Techo en el Castel Sant'Angelo | Foto: Flickr, Gary Todd - CC-BY-SA 2.0 La terraza
La estatua de bronce del arcángel Miguel se encuentra en la terraza, que también funciona como plataforma panorámica sobre Roma.
Sala de las urnas
Aquí se conservan los restos de varios emperadores romanos y sus familias, una función que el Castel Sant'Angelo ha cumplido desde la Antigüedad.
Prisión
En el segundo nivel están las celdas de la prisión y el lugar de ejecución.
Apartamento papal y tesorería
En el cuarto piso se encuentran tanto la tesorería como las estancias papales. Estas últimas están decoradas con frescos y esculturas, además de pinturas impresionantes.
Museo del Castel Sant'Angelo
El museo del Castel Sant'Angelo está dedicado a la historia del Mausoleo de Adriano, así como a armas, mobiliario interior y objetos cotidianos de distintas épocas.
El Puente de Sant'Angelo que conduce al Castel Sant'Angelo | Foto: Unsplash, Niccolò Chiamori El Castillo de Sant'Angelo: casi 2.000 años de historia
A orillas del Tíber, el Castillo de Sant'Angelo se alza sobre Roma y el Vaticano. A lo largo de sus casi dos mil años de historia, el edificio ha servido como mausoleo de poderosos emperadores, fortaleza militar y refugio de los papas.

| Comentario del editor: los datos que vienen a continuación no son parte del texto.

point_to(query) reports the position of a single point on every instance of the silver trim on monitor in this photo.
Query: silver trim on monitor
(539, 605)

Orígenes en la Antigüedad romana
Siete emperadores romanos fueron enterrados en el Castel Sant'Angelo. Construido originalmente entre 134 y 139 d. C. como tumba para el emperador romano Adriano y su familia, la fortaleza siguió sirviendo como lugar de descanso final para sus sucesores hasta la muerte de Caracalla en 217 d. C. Después de que la estructura se transformara en fortaleza militar en 401 d. C. y poco después fuera saqueada durante el saqueo de Roma por los visigodos en 410 d. C., se perdieron muchos tesoros de la antigua tumba. El material restante del mausoleo se utilizó para construir iglesias cuando el cristianismo hizo su entrada en la antigua Roma.

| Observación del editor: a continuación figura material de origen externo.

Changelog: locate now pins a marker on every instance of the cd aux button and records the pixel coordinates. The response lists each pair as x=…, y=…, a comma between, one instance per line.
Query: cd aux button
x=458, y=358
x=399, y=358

La leyenda del Castel Sant'Angelo
Se dice que el papa Gregorio tuvo una visión del arcángel Miguel en el techo del castillo en 590 d. C.; de ahí viene su nombre actual. Según esta historia, el arcángel extendió su espada sobre el castillo y puso fin a la peste. Por eso, desde 1536 una escultura de mármol del arcángel adornó el castillo, donde permanecería unos 200 años.
Refugio de los papas
Como muy tarde bajo el papa Clemente VII, el Castel Sant'Angelo asumió un papel completamente nuevo, sobre todo como refugio papal. Durante el nuevo saqueo de Roma en 1527, Clemente VII buscó protección en la fortaleza, extremadamente resistente. Desde entonces, el aspecto de la antigua tumba imperial cambió de forma drástica. Así, León X mandó construir una capilla con una Madonna de Raffaello da Montelupo, quien también diseñó la escultura original del arcángel Miguel. Pablo III, por su parte, hizo construir un espléndido apartamento que garantizaba a los papas un lugar adecuado donde alojarse durante posibles asedios.
La fortaleza como museo
Desde comienzos del siglo XX, el Castel Sant'Angelo es un museo. Para ello fue necesaria una restauración de varios años, después de que en ocasiones hubiera servido como almacén de material bélico y fuera cerrado en 1901. Por iniciativa de dos militares italianos, los tesoros históricos fueron renovados y abiertos al público a partir de 1906. En 1925, el edificio fue inaugurado como museo por el rey Víctor Manuel III.